欧米ブランドにくらべ、アジア企業はプロダクトフォーカスに向いているかもしれません。昨年9月30日にインターブランドが発表した、「グローバルブランド100」からもうかがえます。コアプロダクトにフォーカスした業態の企業は、サムソン(8位)、トヨタ(10位)、ホンダ(20位)、キャノン(35位)、ヒュンダイ(43位)、ソニー(46位)、日産(65位)、任天堂(67位)、パナソニック(68位)、キア(83位) など、アジアから続々とエントリーしています。

ところが、コアカテゴリーを全面にださない、イメージをあつかうブランドにアジアは登場しません。インターブランドの「ラグジュアリー」セクターには、 ルイ・ヴィトン(17位)、グッチ(38位)、エルメス(54位)、カルティエ(60位)、プラダ(72位)、ティファニー(75位)、バーバリー(77位)があり、発祥国でいうと、フランス3社、イタリア2社、アメリカ、イギリスが各1社です。これに、インテリアをあつかうアパレルとしてザラ(36位)とラルフ・ローレン(88位)を加えても、分布は変わりません。

歴史を振りかえっても、アジアはパーツに強かったといえます。景徳鎮をはじめ、華やかなヨーロッパ各国の王侯貴族のライフスタイルを彩るプロダクトについては、上手に提供してきました。
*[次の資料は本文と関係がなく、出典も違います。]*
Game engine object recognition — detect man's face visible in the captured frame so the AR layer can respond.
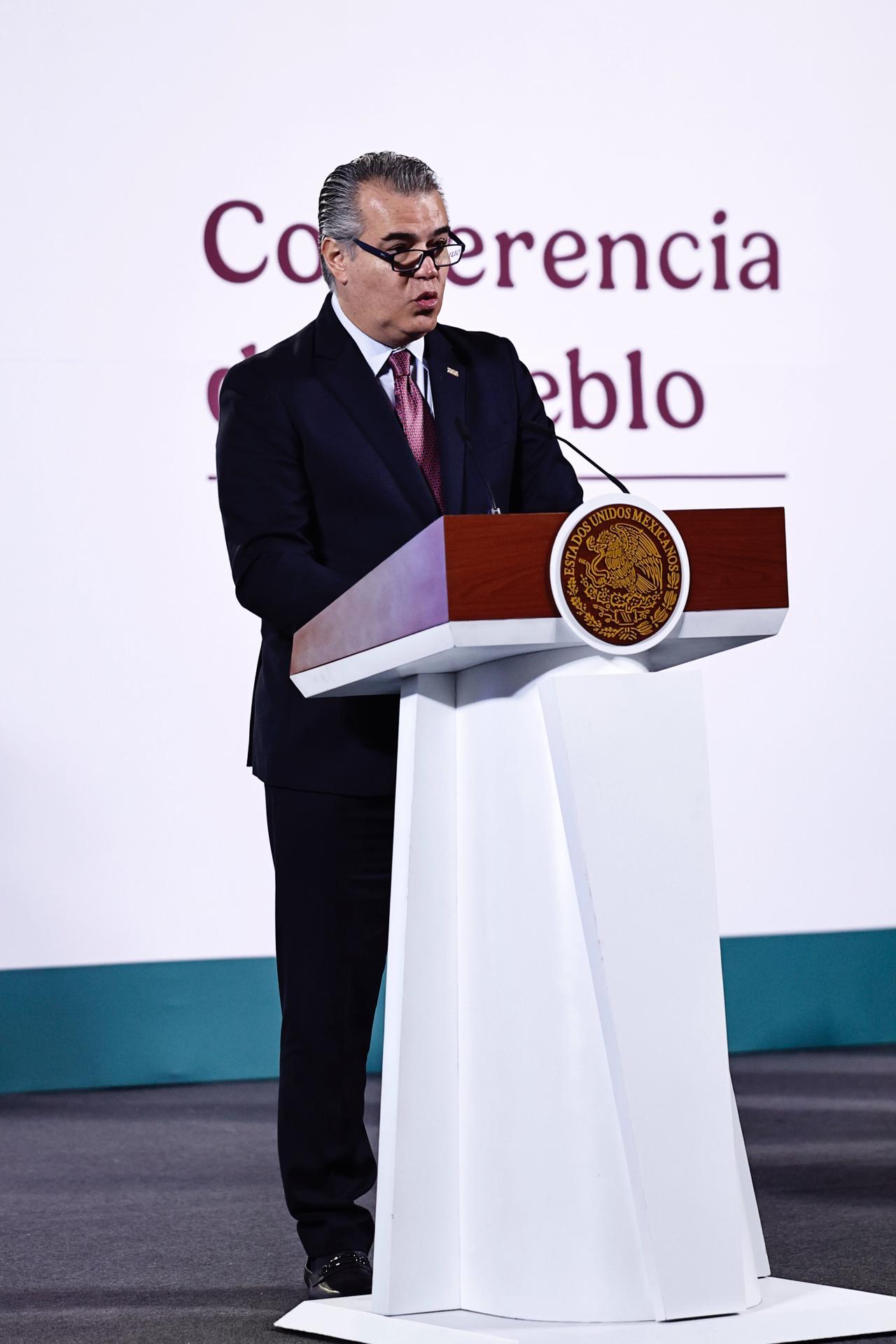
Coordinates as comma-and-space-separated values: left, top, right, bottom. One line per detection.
323, 183, 449, 346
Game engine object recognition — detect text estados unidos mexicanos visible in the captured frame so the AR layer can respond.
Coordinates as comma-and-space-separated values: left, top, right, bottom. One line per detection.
563, 504, 680, 586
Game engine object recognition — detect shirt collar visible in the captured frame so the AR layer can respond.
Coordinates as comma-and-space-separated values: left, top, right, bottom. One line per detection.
333, 294, 426, 378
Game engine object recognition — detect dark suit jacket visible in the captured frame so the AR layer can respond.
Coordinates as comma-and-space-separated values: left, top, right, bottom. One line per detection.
218, 295, 582, 796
ライフスタイルを発信するよりも、それにふさわしいパーツ作りの経験のほうが長いのです。アジアのもの作りの伝統は、圧倒的な力をもっています。アジアにとってプロダクト至上主義は原点回帰であり、その長所を最大限に活かせる方法なのかもしれません。

しかし、プロダクトの周辺には必ずそれが使われる場としてのライフがあります。期待されるスタイルに必要な最高のパーツはつくれるかもしれないが、場のイメージが発信できない、スタイルそのものの提案が苦手なままでは、コアカテゴリーといってもどれほど革新的なものがでてくるのでしょうか。

●ラグジュアリー消費者5億人時代

こんなニュースがあります。リサーチ会社のベイン・アンド・カンパニーとミルワード・ブラウンの調査によると、1995年に9000万人だったラグジュアリー消費者は現在3.3億人、2030年には5億人になる、というものです。20年で3倍に成長し、今後15年でさらに1.5倍となる、この市場の見通しは明るいとの予測です。
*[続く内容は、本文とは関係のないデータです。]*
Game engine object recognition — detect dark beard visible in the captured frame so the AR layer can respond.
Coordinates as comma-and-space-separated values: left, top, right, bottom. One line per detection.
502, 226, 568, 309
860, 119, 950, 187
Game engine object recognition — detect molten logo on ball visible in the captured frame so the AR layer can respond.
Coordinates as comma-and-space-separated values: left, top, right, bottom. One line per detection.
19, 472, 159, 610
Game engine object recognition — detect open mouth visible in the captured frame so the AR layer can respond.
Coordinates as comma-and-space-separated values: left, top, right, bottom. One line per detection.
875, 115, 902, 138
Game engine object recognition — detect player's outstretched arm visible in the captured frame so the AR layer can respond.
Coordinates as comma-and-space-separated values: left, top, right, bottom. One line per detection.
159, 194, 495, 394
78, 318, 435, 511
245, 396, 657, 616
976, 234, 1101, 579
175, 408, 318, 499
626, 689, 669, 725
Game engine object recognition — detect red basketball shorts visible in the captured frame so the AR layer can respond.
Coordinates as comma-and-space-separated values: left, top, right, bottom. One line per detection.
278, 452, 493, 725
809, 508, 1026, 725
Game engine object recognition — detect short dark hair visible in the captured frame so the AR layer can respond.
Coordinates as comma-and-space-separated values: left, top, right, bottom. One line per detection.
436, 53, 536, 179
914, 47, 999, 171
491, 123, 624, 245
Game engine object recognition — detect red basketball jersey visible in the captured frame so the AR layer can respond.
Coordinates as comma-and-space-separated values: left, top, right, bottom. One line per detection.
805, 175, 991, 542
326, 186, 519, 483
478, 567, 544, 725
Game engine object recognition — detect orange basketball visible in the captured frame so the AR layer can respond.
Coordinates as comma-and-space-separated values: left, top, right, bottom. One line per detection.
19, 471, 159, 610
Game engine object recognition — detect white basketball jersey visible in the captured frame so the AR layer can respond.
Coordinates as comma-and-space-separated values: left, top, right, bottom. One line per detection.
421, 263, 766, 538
すでに全世界で10億台という自動車、2019年に加入件数が93億人になると予測されるモバイル端末に比べれば、5億人なんてたいしたことないと考えることもできます。にもかかわらず、なぜラグジュアリー市場の拡大に注目するのかといえば、わたしたちがもともと、具体的な商品について、それを得たいという欲望を自律的に、すなわち自分の内部にもっているわけではない、という現実があるからです。

欲望はつねに外的世界から取り込みます。そして、その際、よりよい生活、充実した生活を望めば望むほど「上流社会」を想定してしまうのです。それが実在していようといまいと関係なく、たとえバーチャルな存在であったとしても消費をかき立てる理想の枠組みを必要とします。

この枠組みの提案者が現在のところラグジュアリー・ブランドなのだということ、そのことをラグジュアリー・ブランド自身が確信しているからなのです。このセクターの充実はイメージの重要性が高まることを意味します。ラグジュアリー消費人口が増えるということは、機能はもちろんですが、とりわけライフスタイルをイメージさせるパーツが大事になる、ということでもあります。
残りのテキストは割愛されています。